A partir das chamadas Jornadas de Junho, que agitaram as grandes cidades brasileiras em 2013, o autor cria um jovem personagem, Majnun, neto de um antigo esquerdista, simpatizante da luta armada contra a ditadura civil-militar (1964-1985), que, a exemplo daqueles que foram às ruas, não sabe bem o que quer nem para onde ir. “Se não fosse a companhia de seu laptop, de seu iPhone e de seu iPad, seu mundo não seria mais do que uns poucos centímetros de chão de cimento rachado”, diz o narrador. Com o pai morto por overdose de droga e a mãe, viciada e psicótica, sem condições para assumir sua criação, os avós de Majnun seriam os seus verdadeiros progenitores,

Apaixonado pela cultura muçulmana, Majnun sonha abandonar a casa do avô e ganhar o mundo, indo de Brasília para Madri e, em seguida, para Granada, à época do 15-M (15 de maio de 2011), movimento de protesto que ganhou as ruas da capital espanhola, e da Primavera Árabe, que marcou a queda de vários regimes ditatoriais no Oriente Médio.

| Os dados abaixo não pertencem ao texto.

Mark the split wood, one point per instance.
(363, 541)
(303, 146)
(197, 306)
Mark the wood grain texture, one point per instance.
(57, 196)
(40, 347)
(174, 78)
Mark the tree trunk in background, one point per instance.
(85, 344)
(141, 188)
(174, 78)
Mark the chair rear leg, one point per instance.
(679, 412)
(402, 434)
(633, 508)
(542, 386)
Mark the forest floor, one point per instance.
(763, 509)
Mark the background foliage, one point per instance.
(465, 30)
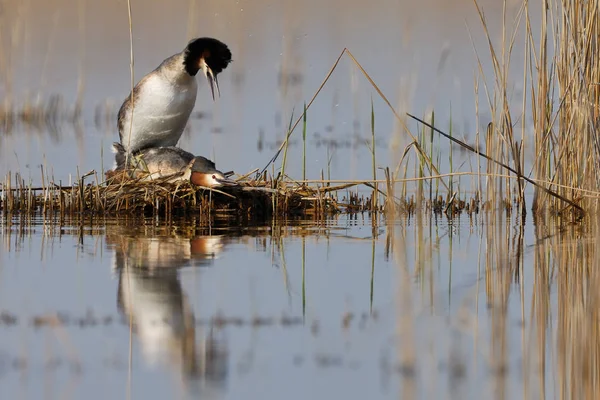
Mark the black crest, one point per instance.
(216, 54)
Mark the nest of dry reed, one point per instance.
(255, 198)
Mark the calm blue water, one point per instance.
(149, 311)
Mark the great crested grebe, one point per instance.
(166, 161)
(164, 99)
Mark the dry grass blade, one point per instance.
(581, 213)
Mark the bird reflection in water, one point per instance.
(150, 295)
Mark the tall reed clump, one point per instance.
(570, 148)
(561, 98)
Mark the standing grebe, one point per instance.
(164, 99)
(167, 161)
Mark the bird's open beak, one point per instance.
(226, 181)
(211, 78)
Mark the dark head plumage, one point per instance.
(209, 55)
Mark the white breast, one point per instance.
(161, 112)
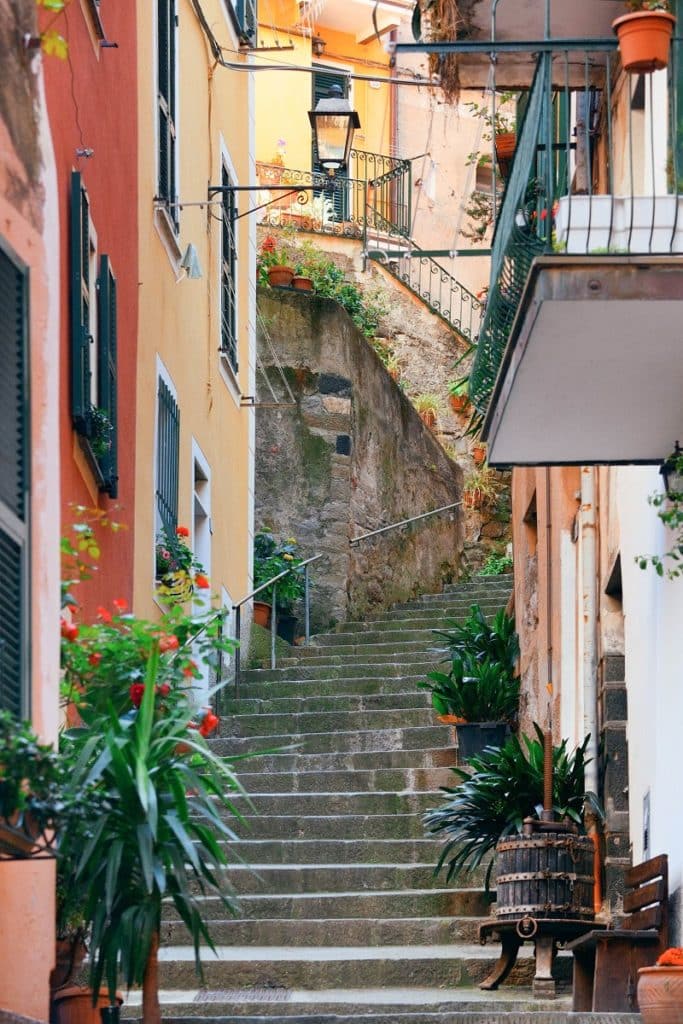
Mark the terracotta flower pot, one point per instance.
(660, 994)
(644, 38)
(280, 276)
(262, 613)
(459, 402)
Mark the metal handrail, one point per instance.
(403, 522)
(237, 608)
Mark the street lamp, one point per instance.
(672, 471)
(333, 122)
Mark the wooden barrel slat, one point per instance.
(549, 876)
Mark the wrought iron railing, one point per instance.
(596, 172)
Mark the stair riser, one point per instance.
(353, 932)
(366, 906)
(312, 722)
(383, 780)
(323, 742)
(315, 702)
(340, 974)
(336, 851)
(443, 758)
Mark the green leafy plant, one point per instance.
(158, 835)
(272, 557)
(500, 788)
(497, 563)
(481, 684)
(670, 511)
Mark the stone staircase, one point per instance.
(341, 915)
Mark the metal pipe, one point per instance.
(273, 626)
(306, 604)
(403, 522)
(589, 616)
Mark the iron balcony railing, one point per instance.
(597, 171)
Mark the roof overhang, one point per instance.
(593, 372)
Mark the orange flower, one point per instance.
(168, 641)
(672, 957)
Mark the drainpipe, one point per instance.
(589, 611)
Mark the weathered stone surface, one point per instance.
(351, 456)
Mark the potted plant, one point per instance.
(458, 394)
(660, 989)
(644, 35)
(500, 790)
(480, 691)
(427, 408)
(30, 788)
(270, 558)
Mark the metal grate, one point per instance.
(168, 445)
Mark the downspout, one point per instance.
(589, 611)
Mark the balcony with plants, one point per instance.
(587, 276)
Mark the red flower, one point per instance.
(69, 630)
(168, 641)
(135, 692)
(209, 724)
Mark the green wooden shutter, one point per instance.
(107, 371)
(80, 305)
(168, 453)
(13, 487)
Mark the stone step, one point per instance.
(334, 967)
(336, 851)
(335, 679)
(287, 880)
(326, 721)
(346, 931)
(381, 779)
(331, 826)
(449, 902)
(317, 702)
(316, 804)
(322, 742)
(411, 760)
(285, 1006)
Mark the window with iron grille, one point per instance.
(228, 318)
(93, 343)
(14, 632)
(168, 449)
(166, 98)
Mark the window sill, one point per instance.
(168, 232)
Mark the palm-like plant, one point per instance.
(158, 834)
(505, 786)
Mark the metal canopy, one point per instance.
(593, 373)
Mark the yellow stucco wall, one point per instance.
(179, 320)
(284, 97)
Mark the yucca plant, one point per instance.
(500, 788)
(165, 803)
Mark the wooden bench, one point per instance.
(606, 963)
(546, 934)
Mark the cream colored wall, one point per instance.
(27, 890)
(284, 98)
(179, 321)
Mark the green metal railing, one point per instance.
(588, 178)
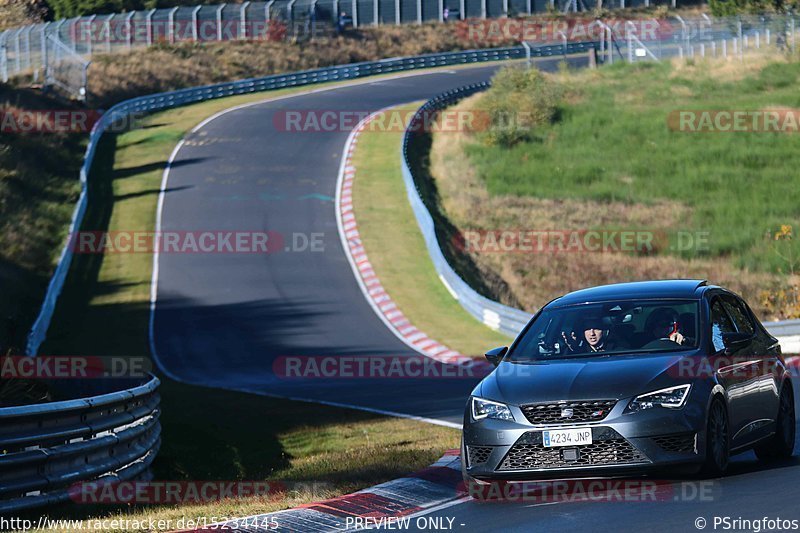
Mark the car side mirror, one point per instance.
(496, 355)
(736, 341)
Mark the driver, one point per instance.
(594, 337)
(662, 324)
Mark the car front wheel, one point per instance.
(717, 440)
(781, 444)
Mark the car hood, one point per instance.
(584, 378)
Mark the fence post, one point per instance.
(219, 21)
(149, 26)
(243, 15)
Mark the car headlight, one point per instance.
(482, 408)
(672, 398)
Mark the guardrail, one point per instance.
(49, 449)
(497, 316)
(168, 100)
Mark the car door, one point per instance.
(731, 368)
(762, 385)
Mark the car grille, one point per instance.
(676, 443)
(478, 454)
(608, 448)
(555, 412)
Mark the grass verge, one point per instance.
(397, 251)
(610, 161)
(211, 434)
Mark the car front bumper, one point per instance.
(622, 443)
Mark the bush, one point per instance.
(519, 101)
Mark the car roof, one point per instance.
(686, 289)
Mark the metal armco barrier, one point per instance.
(50, 447)
(168, 100)
(497, 316)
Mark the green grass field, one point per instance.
(212, 434)
(612, 144)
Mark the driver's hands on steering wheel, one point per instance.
(677, 338)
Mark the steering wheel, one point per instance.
(659, 344)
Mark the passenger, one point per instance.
(663, 324)
(594, 338)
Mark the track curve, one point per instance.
(222, 319)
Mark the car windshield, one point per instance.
(627, 326)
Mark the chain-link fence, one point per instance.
(57, 53)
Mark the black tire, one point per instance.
(781, 444)
(718, 449)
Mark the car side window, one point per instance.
(738, 313)
(720, 323)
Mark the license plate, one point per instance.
(567, 437)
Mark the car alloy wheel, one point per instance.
(781, 445)
(717, 440)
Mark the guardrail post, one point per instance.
(171, 25)
(17, 59)
(243, 17)
(149, 26)
(107, 30)
(90, 40)
(43, 45)
(3, 57)
(219, 21)
(129, 29)
(27, 54)
(195, 24)
(269, 6)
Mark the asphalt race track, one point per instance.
(222, 320)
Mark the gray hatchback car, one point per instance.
(626, 378)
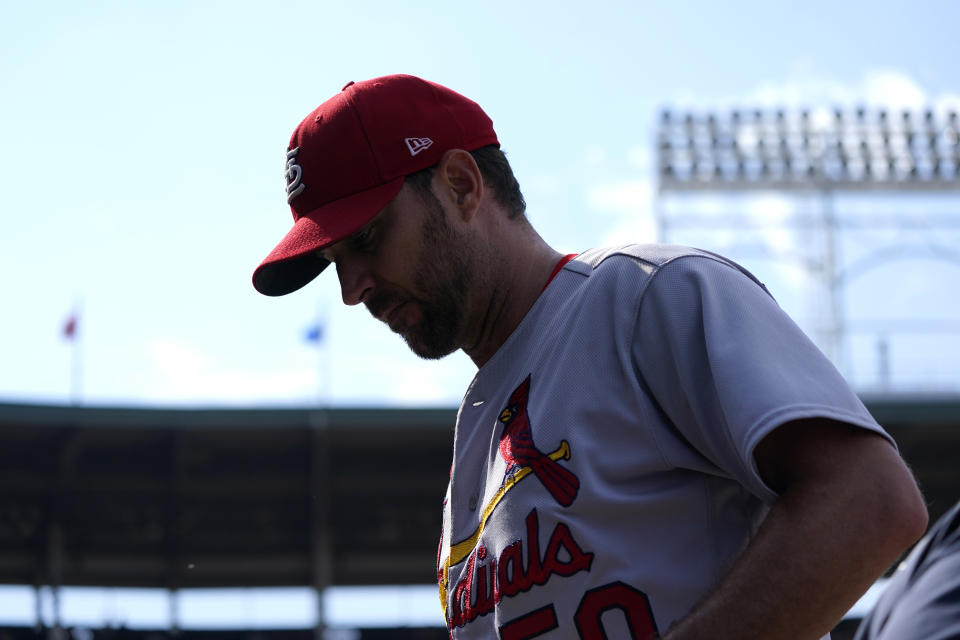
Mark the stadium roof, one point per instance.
(267, 497)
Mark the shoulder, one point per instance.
(643, 264)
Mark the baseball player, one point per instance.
(650, 447)
(922, 599)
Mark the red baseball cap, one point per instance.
(347, 160)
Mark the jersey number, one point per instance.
(616, 595)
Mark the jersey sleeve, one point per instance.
(727, 366)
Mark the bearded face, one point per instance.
(431, 319)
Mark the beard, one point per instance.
(443, 275)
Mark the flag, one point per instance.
(314, 333)
(70, 327)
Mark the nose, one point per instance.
(356, 281)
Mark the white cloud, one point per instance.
(181, 372)
(893, 90)
(631, 203)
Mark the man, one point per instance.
(650, 447)
(922, 599)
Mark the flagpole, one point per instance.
(76, 356)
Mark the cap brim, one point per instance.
(295, 262)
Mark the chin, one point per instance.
(428, 350)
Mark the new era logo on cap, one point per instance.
(345, 163)
(416, 145)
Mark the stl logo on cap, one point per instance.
(293, 173)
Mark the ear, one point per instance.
(458, 177)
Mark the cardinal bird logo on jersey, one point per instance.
(518, 449)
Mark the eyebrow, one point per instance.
(351, 238)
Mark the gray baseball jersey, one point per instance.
(603, 478)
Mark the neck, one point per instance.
(513, 290)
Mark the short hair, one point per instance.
(497, 175)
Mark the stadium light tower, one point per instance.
(809, 152)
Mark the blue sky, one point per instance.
(142, 145)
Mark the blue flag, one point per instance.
(314, 334)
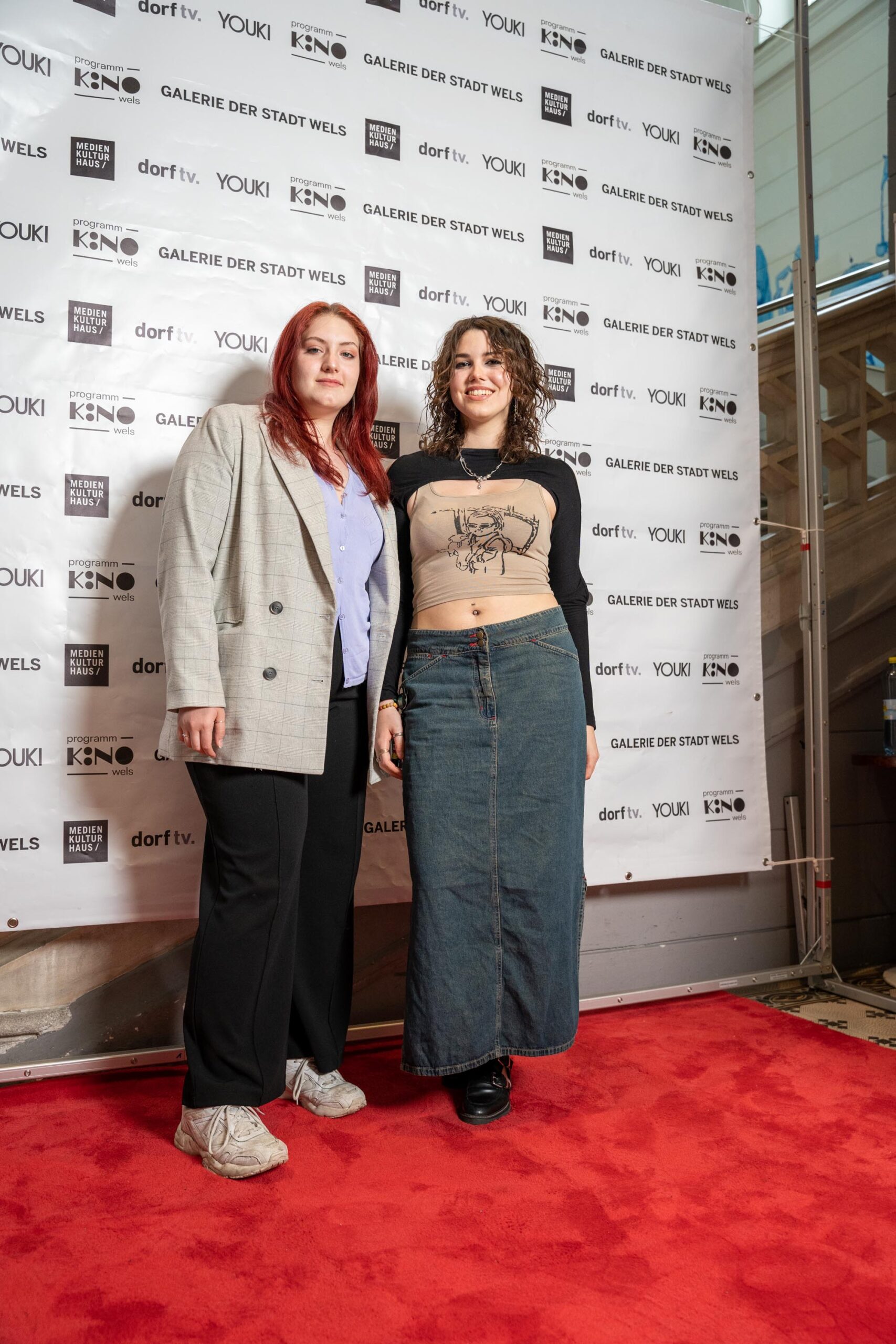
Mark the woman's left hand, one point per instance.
(592, 754)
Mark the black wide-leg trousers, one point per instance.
(270, 976)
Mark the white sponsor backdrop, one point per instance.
(179, 179)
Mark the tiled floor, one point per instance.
(855, 1019)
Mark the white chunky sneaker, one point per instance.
(231, 1140)
(323, 1095)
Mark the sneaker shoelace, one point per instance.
(237, 1122)
(307, 1074)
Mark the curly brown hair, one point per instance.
(530, 405)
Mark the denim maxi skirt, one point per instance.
(495, 754)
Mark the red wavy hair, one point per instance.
(288, 424)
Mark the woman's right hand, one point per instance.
(202, 729)
(388, 726)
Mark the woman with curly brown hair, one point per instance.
(496, 737)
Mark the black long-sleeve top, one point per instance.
(409, 474)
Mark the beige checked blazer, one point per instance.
(248, 598)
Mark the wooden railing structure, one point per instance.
(859, 447)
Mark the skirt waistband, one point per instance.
(495, 634)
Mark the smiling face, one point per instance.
(480, 383)
(327, 366)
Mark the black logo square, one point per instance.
(87, 496)
(93, 158)
(556, 105)
(382, 139)
(558, 244)
(89, 324)
(386, 436)
(561, 382)
(85, 842)
(383, 286)
(87, 664)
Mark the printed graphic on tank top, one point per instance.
(464, 546)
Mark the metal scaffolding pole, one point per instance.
(813, 616)
(812, 517)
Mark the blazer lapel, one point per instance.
(305, 492)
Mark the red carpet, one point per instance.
(693, 1171)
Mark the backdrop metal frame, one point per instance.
(810, 889)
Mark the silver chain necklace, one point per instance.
(476, 476)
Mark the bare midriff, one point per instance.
(486, 611)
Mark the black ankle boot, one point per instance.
(487, 1095)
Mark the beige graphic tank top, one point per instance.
(473, 546)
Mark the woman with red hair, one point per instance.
(279, 588)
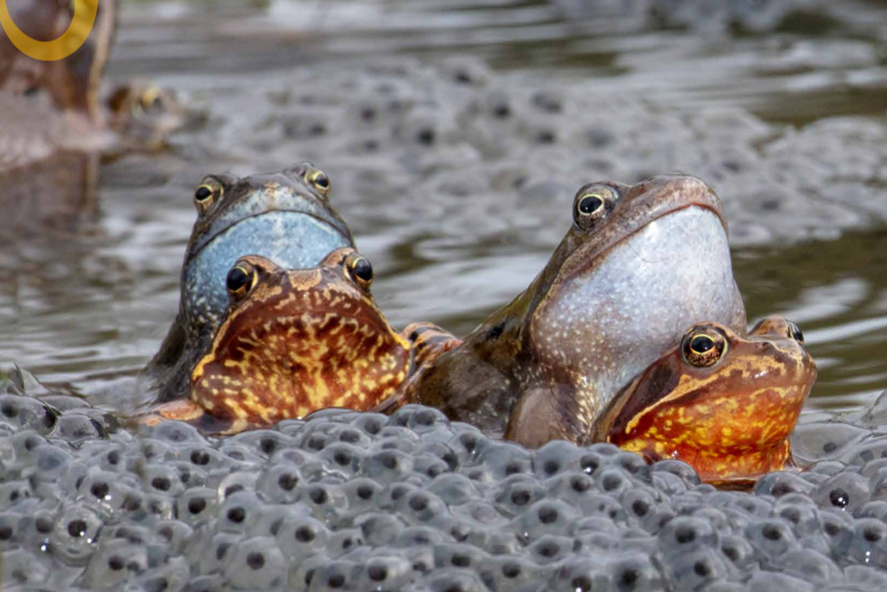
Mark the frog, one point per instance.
(639, 264)
(294, 341)
(55, 130)
(285, 217)
(723, 402)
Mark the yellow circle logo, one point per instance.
(57, 49)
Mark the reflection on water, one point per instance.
(91, 309)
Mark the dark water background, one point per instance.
(91, 309)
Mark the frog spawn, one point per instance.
(351, 501)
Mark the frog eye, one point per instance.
(795, 332)
(207, 194)
(703, 348)
(592, 204)
(361, 270)
(319, 181)
(240, 280)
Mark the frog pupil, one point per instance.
(203, 192)
(237, 279)
(590, 204)
(702, 343)
(363, 270)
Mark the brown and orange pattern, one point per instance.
(723, 403)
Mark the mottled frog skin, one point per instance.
(640, 264)
(723, 403)
(296, 341)
(285, 217)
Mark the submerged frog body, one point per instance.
(639, 265)
(296, 341)
(285, 217)
(723, 403)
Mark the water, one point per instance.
(457, 229)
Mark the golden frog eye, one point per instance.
(240, 280)
(704, 348)
(795, 332)
(207, 194)
(590, 205)
(319, 181)
(361, 270)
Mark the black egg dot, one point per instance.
(418, 502)
(236, 515)
(640, 508)
(520, 497)
(77, 528)
(196, 505)
(684, 535)
(336, 581)
(547, 515)
(459, 560)
(318, 495)
(839, 498)
(511, 570)
(43, 524)
(199, 457)
(287, 481)
(304, 534)
(426, 136)
(702, 569)
(161, 483)
(377, 573)
(255, 560)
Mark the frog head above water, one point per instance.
(639, 265)
(296, 341)
(723, 403)
(285, 217)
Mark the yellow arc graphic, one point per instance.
(57, 49)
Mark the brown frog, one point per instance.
(295, 341)
(639, 265)
(54, 129)
(723, 403)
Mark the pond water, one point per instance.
(780, 109)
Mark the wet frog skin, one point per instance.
(296, 341)
(285, 217)
(723, 403)
(639, 265)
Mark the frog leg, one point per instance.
(544, 412)
(427, 343)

Como um protagonista de romance picaresco, Majnun está em vários lugares, vê o mundo de fora, mas acaba por não se integrar à sociedade. “Aos 20 anos, ele era uma tela em branco”, diz o narrador. Não tinha vocação para se tornar militante político, como fora seu avô. “Não havia mais ditadura contra a qual lutar, e não era suficiente juntar-se à mediocridade, agregar uma pequena peça na engrenagem, corrigir uma injustiça aqui e outra ali, fazer um trabalho de formiguinha, tapar um buraco, consertar um defeito. Sua avó Elvira fazia projetos para prefeituras. Mas ele nunca conseguiria ser prático (…)”.

II

Encantado pelas fábulas e histórias do mundo árabe e em busca de suas raízes, o protagonista do romance depara-se com o paradoxo multissecular do fundamentalismo islâmico, que, em seus primórdios, assumia a tolerância como comportamento ético, mas que, hoje, dividido por facções radicais, faz da intolerância o seu lema.  Por isso, romântico, contraditório e imprevisível, Majnun encarnaria as idiossincrasias da juventude dos dias de hoje. “Majnun é um jovem enfadado com seu cotidiano, que busca preencher seu vazio nas redes sociais. Tem todo um futuro pela frente, que, em vez de alimentar sua utopia, o faz mergulhar inicialmente num pensamento antiutópico, já que flerta com a volta a um passado que nunca vivenciou”, diz o narrador.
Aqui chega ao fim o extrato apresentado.